Proto-provenance layers

There have been previous projects that have provided degrees of provenance. We class these as “proto-provenance layers”, that fundamentally failed to be provenance layers. Proto-provenance layers are clearly displayed within the Provenance Trilemma, demonstrating their flaws:

Traditional databases

Traditional databases provide highly scalable and precise provenance, commonly storing provenance logs of transactions occurring in the database, for example, in Postgres. By the nature of their centralization, databases provide no incentives for permanently storing the data. Data stored on these databases is also mutable, allowing a trusted authority managing the database to manipulate the data. In a multiparty setup, this would provide a far lower level of security.

Ethereum

Ethereum is a public blockchain that made the promise of providing provenance to the masses. Through Ethereum’s Proof-of-Stake (PoS) consensus, the chain provides strong guarantees on time. However, the timestamp lacks sufficient precision as it is based on block time, and blocks are mined only once every 12 seconds. Furthermore, Ethereum provides an ~8MB theoretical limit per block, creating a highly constrained provenance layer.

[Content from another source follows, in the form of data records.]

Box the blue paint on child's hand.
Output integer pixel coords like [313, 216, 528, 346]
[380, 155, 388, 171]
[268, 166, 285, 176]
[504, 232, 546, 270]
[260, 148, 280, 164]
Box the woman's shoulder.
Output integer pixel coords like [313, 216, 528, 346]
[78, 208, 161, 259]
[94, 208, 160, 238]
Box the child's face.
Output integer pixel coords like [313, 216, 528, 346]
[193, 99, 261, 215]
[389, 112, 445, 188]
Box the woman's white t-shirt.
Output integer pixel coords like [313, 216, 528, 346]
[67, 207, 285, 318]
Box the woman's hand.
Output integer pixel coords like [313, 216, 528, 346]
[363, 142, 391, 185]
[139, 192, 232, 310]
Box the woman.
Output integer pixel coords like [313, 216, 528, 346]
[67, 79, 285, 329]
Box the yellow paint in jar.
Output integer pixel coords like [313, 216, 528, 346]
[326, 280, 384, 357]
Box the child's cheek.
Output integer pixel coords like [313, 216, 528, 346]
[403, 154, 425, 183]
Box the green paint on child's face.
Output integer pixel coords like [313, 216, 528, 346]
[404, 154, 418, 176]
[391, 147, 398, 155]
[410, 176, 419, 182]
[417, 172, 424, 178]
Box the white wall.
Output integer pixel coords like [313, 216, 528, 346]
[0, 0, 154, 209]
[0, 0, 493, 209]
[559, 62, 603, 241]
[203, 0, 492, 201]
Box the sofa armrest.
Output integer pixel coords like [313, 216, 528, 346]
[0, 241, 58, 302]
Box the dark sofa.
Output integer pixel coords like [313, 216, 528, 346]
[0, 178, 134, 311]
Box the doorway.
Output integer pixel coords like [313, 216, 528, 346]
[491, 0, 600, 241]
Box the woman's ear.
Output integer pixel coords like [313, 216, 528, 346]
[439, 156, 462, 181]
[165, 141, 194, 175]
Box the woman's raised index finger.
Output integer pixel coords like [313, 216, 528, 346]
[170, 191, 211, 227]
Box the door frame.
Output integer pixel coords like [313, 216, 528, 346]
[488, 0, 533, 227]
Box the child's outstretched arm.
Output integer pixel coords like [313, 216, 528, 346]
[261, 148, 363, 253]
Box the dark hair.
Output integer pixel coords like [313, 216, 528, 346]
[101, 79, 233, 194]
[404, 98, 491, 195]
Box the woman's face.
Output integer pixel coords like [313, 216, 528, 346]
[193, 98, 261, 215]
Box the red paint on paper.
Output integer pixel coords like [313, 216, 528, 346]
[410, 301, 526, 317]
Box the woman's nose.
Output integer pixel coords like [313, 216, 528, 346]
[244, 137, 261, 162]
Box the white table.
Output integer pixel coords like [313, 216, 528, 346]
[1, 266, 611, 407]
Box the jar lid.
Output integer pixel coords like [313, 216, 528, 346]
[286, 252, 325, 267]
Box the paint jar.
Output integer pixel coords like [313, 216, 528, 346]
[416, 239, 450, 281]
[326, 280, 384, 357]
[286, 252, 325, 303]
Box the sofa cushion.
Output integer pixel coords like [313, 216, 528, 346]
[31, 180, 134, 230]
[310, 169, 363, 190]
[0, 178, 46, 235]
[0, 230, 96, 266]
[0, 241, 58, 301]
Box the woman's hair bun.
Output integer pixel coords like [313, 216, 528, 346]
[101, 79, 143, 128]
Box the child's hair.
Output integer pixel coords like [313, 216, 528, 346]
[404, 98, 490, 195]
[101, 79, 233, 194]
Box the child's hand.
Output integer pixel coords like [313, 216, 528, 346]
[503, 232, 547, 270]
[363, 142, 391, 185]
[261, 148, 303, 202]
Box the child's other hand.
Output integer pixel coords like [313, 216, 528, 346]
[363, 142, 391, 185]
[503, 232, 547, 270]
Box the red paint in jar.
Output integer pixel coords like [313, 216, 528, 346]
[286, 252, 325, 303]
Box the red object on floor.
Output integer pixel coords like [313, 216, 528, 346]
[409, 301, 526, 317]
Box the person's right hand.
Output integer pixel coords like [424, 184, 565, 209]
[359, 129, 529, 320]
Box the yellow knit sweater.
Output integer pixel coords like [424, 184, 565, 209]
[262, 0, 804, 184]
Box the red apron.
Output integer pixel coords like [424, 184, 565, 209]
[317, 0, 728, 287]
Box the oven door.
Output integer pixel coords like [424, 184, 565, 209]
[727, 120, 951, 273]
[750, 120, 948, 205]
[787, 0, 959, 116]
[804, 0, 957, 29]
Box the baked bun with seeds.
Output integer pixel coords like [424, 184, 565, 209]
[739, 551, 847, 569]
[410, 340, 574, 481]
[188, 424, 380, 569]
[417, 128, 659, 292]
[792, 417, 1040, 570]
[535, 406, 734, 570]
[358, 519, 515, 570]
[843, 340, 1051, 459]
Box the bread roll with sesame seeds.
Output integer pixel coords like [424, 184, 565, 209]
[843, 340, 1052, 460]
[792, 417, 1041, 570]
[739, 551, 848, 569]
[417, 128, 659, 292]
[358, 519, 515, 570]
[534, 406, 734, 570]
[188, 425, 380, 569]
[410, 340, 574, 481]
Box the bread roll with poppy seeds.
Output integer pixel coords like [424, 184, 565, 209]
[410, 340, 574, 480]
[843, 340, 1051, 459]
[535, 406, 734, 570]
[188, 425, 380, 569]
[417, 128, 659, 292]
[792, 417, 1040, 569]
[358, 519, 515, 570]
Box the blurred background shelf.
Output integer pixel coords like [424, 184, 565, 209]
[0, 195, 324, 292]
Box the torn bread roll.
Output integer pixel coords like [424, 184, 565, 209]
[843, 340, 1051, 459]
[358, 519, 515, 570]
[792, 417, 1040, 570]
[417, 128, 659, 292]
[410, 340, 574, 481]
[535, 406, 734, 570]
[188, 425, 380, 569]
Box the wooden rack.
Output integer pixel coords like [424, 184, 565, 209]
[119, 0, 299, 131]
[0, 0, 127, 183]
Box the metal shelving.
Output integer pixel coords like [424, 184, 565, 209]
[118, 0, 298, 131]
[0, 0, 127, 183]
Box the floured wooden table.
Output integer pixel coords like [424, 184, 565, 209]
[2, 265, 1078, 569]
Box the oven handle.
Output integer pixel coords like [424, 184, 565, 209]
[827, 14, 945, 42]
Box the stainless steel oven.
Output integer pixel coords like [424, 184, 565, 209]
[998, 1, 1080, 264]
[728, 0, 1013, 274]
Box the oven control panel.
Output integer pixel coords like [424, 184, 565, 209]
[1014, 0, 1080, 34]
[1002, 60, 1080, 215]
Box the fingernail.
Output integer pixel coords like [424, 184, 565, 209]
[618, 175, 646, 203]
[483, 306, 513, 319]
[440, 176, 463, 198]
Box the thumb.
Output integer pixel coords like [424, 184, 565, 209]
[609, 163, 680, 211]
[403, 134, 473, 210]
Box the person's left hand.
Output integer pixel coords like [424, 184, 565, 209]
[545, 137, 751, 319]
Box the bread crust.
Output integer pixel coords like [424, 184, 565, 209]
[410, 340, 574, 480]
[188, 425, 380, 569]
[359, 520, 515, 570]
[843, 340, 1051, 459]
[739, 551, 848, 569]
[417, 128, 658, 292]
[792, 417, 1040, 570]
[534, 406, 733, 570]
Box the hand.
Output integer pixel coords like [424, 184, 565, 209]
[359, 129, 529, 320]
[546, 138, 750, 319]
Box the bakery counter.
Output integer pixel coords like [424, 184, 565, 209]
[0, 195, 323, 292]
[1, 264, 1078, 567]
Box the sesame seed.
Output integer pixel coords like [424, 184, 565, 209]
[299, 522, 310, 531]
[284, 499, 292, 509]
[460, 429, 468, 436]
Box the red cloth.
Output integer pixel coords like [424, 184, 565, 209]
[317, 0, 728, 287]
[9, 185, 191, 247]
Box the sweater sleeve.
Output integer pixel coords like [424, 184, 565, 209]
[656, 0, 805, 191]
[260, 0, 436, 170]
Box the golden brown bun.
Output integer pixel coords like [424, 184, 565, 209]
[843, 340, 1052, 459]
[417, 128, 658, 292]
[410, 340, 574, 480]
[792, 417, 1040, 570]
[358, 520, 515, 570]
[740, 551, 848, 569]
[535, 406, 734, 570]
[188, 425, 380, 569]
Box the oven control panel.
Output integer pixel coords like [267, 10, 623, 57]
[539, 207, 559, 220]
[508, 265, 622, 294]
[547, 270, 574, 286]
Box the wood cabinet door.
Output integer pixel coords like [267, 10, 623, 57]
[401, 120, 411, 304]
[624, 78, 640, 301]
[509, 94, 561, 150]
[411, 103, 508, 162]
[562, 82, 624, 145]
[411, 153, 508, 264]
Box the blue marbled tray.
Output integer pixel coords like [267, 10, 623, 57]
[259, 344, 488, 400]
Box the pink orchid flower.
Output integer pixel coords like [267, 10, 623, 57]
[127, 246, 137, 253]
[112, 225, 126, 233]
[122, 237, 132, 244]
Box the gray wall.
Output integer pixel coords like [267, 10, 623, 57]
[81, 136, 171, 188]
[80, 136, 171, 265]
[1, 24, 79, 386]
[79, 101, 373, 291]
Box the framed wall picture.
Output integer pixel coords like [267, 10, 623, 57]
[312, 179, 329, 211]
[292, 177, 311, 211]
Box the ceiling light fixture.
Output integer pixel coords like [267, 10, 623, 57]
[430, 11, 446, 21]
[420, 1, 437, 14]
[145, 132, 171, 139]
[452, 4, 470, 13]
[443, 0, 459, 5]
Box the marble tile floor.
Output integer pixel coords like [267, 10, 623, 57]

After applying this mental model, we can clearly see that a majority of attempts at providing provenance are either low-scale, imprecise, or impermanent.

So, where does Irys fit into all that?

Data on Irys is permanent, precise, and unconstrained. By using Arweave, all data posted to Irys is permanently onchain and verifiable. With high throughput capacity and high-performance timestamping, Irys is able to provide access to data with strong provenance at any scale.

Irys is the only provenance layer because it is the only protocol that can satisfy all vertices of the Provenance Trilemma. Data on Irys is uploaded to Arweave, keeping it onchain permanently. This data is timestamped down to the millisecond, making it extremely precise. Finally, Irys' volumetric scaling makes it so there are no limits to its scalability. Users have the unrestricted ability to read from and write to Irys, making data on the network completely unconstrained.

In short, Irys provides strong provenance to resolve the provenance trilemma.

Future of provenance

Provenance layers ultimately enable chains of custody to track key attributes related to the data. Once we have a robust provenance layer, we can start to build ownership mechanisms that provide users rights on onchain data. Forward Research recently released the Universal Data License (UDL), which provides a framework for attaching licenses to data posted to Arweave. This means creators are able to enforce their rights onchain.

Over time licensing as a primitive will move onchain with development in zero-knowledge (zk) cryptography This will provide easy ways for users to verify how different pieces of data are linked, which is enabled through the use of zero-knowledge (zk) transformations, a primitive used to prove that certain changes to data were made, e.g., reducing the size of an image. Dan Boneh recently released an article discussing the importance zk transformations will have on the way we build future protocols and applications. With this new primitive, having a provenance layer as a scalable ledger for the proofs will become increasingly crucial. Once anyone can generate succinct zk proofs of changes to data, you can start to build decentralized financial rails for data-focused protocols. For example, Lens Protocol, a Web3 social graph, could support zk proofs on content to prove that remixed content came from the source content and distribute revenue based on smart contract rules.

In conclusion, the necessity of strong provenance, both now and in the future, should be self-evident. At Irys, we’ve built the tools needed to create a future where content attribution, authorship verification, and authenticity are trustlessly verifiable. By incorporating these components, Irys enables users to programmatically verify the authenticity surrounding data's history, fostering trust in historical records and knowledge without the need for intermediaries.

Irys is paving the way for a new era of applications where information can be trustlessly verified, heralding a future where confidence is derived from incontrovertible proof rather than mere assertions.